Who cares? Well, this illustrates a common limitation to using a histogram to characterize data. It turns out that most maps of molecular clouds have similar histograms — that probably says something interesting about the physical processes that determine cloud structure. However, as the images above show, similar histograms can hide a lot of interesting differences between two data sets.
Histograms contain no information about the arrangement of pixels in an image — that’s why I could scramble the pixels in rho-Oph and preserve the histogram exactly. But there are other ways to rearrange those pixels. How about this, for example?
Again, the histogram this image is identical to the first two (download the data yourself if you don’t believe me!).

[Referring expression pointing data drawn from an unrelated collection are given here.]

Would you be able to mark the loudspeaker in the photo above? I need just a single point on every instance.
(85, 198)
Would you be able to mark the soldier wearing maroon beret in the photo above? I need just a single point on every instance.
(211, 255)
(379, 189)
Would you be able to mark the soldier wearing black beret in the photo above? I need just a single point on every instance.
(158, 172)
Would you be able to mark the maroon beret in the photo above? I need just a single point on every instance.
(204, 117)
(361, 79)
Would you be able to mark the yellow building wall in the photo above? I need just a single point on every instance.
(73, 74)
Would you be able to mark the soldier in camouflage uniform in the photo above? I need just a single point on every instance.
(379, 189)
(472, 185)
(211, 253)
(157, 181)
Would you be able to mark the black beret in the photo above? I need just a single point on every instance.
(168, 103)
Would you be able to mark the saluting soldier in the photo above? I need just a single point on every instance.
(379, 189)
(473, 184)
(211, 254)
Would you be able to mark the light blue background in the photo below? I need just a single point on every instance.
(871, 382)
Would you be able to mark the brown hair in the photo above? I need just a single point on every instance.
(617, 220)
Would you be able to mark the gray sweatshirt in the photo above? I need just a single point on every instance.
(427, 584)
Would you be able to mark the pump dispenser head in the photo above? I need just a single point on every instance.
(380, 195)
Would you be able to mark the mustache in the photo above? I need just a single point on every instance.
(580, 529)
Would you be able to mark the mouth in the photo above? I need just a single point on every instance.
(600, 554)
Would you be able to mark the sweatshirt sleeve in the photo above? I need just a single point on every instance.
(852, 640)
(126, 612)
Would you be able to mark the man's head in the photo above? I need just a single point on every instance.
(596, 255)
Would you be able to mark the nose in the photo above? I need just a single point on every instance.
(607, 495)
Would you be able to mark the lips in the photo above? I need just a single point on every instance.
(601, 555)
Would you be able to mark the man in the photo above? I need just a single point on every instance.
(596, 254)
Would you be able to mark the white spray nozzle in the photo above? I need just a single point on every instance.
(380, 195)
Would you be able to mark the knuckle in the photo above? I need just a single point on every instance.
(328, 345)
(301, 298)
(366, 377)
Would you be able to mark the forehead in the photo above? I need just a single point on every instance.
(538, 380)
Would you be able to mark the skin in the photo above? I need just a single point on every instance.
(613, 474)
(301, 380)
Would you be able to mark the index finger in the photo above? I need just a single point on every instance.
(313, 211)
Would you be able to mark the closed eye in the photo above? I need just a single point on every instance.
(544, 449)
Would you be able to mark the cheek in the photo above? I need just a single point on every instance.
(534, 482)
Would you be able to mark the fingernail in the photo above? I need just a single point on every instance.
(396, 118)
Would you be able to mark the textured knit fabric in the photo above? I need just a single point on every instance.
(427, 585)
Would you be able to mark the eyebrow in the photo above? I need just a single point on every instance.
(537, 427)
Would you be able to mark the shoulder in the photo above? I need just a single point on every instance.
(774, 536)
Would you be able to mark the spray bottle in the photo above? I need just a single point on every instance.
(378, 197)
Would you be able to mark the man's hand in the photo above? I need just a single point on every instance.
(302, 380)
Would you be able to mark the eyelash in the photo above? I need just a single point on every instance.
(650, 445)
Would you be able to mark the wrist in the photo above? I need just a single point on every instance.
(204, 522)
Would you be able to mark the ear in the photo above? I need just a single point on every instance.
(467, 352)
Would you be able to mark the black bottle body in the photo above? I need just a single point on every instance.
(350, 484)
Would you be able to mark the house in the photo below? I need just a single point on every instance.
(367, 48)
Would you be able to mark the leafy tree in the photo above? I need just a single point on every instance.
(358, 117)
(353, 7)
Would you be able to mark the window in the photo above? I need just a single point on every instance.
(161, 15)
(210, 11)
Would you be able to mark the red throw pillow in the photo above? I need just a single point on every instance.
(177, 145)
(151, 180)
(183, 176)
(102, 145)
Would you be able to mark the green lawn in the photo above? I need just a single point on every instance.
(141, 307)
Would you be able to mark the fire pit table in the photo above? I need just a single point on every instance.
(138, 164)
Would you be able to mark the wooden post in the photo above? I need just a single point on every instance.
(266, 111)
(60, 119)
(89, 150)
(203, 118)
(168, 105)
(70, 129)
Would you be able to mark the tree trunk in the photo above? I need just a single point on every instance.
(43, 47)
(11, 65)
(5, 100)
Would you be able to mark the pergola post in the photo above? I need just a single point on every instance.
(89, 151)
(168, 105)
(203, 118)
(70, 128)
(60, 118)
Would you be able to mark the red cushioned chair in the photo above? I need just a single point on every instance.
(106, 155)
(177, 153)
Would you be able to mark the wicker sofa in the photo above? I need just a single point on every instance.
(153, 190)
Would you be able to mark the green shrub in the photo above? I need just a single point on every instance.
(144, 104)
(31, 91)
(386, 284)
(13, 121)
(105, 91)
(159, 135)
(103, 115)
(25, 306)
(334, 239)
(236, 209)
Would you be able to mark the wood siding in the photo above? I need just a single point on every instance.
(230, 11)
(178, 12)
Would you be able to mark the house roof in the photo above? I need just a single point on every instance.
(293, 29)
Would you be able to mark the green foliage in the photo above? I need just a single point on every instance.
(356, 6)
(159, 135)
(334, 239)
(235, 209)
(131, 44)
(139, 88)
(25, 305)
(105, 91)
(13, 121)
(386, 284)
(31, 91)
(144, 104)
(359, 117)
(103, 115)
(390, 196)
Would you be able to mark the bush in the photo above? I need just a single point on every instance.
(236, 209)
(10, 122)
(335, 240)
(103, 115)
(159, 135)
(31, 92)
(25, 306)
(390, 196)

The strategy for transforming an image while preserving the histogram turns out to be pretty simple. Here’s the strategy:
1) Find an image you want to match (in the case above, I used this)
2) If necessary, crop/resize the image to match the dimensions of the original image.
3) Find the location of the faintest pixel in the target image.
4) Replace this pixel with the faintest pixel in the original image.
5) Repeat for the second faintest, etc, until you replace all the pixels.
I put together a Processing applet that demonstrates this for a bunch of different images. You can find it here. This applet also shows you how the pixels in either image correspond to each other — hover your mouse over a pixel in one image to see the location of that pixel in the other.
You can even do this with color images by modifying step 4. Instead of simply substituting pixels in that step, alter the brightness to match the original image, while preserving the color. This will create a histogram of brightnesses that matches the first image, with colors that match the second.
There isn’t anything too profound going on here (although it always surprises me how well this works). But it does highlight the limitations of histograms in rather stark fashion. It’s interesting that maps of star forming regions all possess similar histograms, but this does not rule out the possibility that these regions have interesting structural differences between them. Complementary techniques are needed to tease out this possibility.
In the mean-time, enjoy this picture of the Bieber-ized rho-Ophiuchus (any guesses to what the histogram looks like?).